From a radiologist’s point of view, the additional cost in the short term of surgery means that angioplasty has room to manoeuvre, observed Cleveland. “In the present state, the [angioplasty] technology is not ideal for infrainguinal artery work… If we can find a stent or other device that increases the chance of a successful primary outcome and that makes [the procedure] more durable, we have effectively got money to spend, given the lower morbidity of endovascular treatment.”
He added that BASIL highlighted the limitations of current endovascular technology. “Around 20% of the attempted angioplasties failed to get effective channels. In all but 4% of cases the practitioner could get the wire through. Therefore we need to improve on simple balloons.”
Another, less controversial conclusion regarding patient health can be drawn from the trial. The report states: “Clear evidence shows that so-called best medical therapy (consisting of antiplatelet drugs, smoking cessation and lipid-lowering therapy) can retard the development and progression of lower limb arterial disease.”

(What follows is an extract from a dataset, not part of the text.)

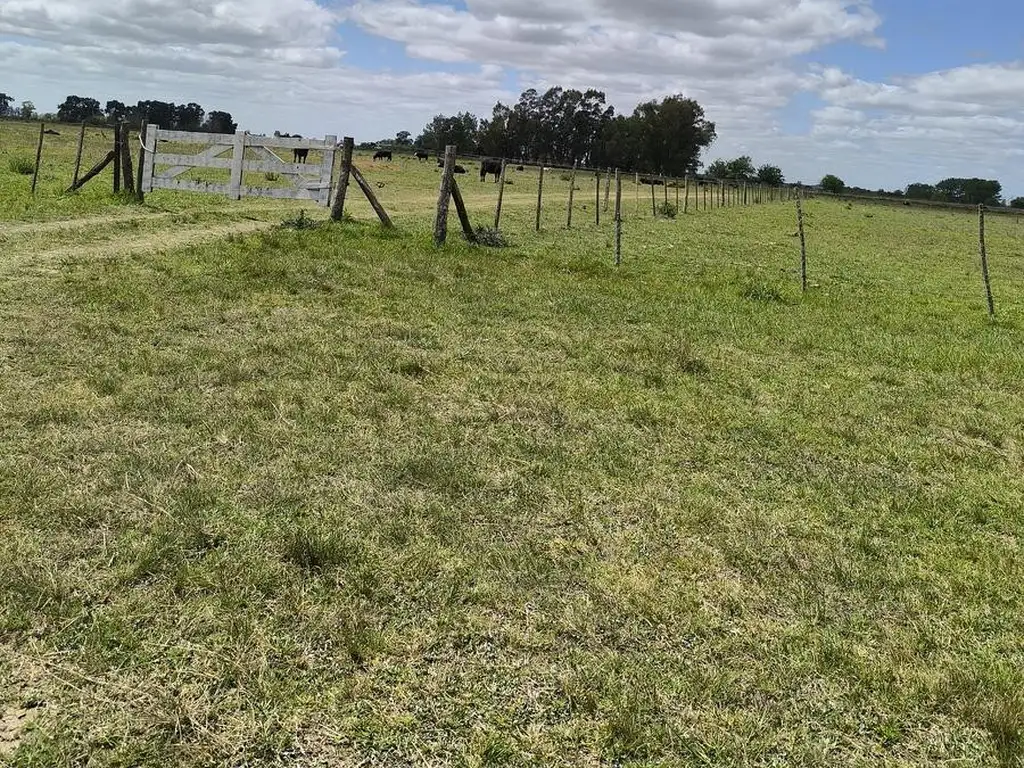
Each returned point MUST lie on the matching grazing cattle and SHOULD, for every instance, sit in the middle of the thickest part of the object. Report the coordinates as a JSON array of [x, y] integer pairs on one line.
[[491, 166]]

Bradbury commented that BASIL was a groundbreaking study in many ways; it has generated a lot of new data and there are more results to come. “It was a prospective, randomised, multicentre trial… In the literature, most studies take place in a single centre – often the ‘top centre’. This study gives a better overall picture of the real world.”
Bradbury and Cleveland both agreed it is important that a panel of expert radiologists examine the angiograms taken before the trial procedures. Cleveland said: “Especially for the failed angioplasties, we need to determine why they failed: were these the wrong disease patterns for simple angioplasty?” Bradbury concluded: “The take-home message is that this was a trial of two strategies. We’ve shown that out to two years they are roughly equivalent.”
Vascular News believes the investigators should be commended. This is the first, long-term hard evidence comparing surgery against angioplasty and, while it will take some time for the data to be absorbed and analysed, the results are very welcome indeed.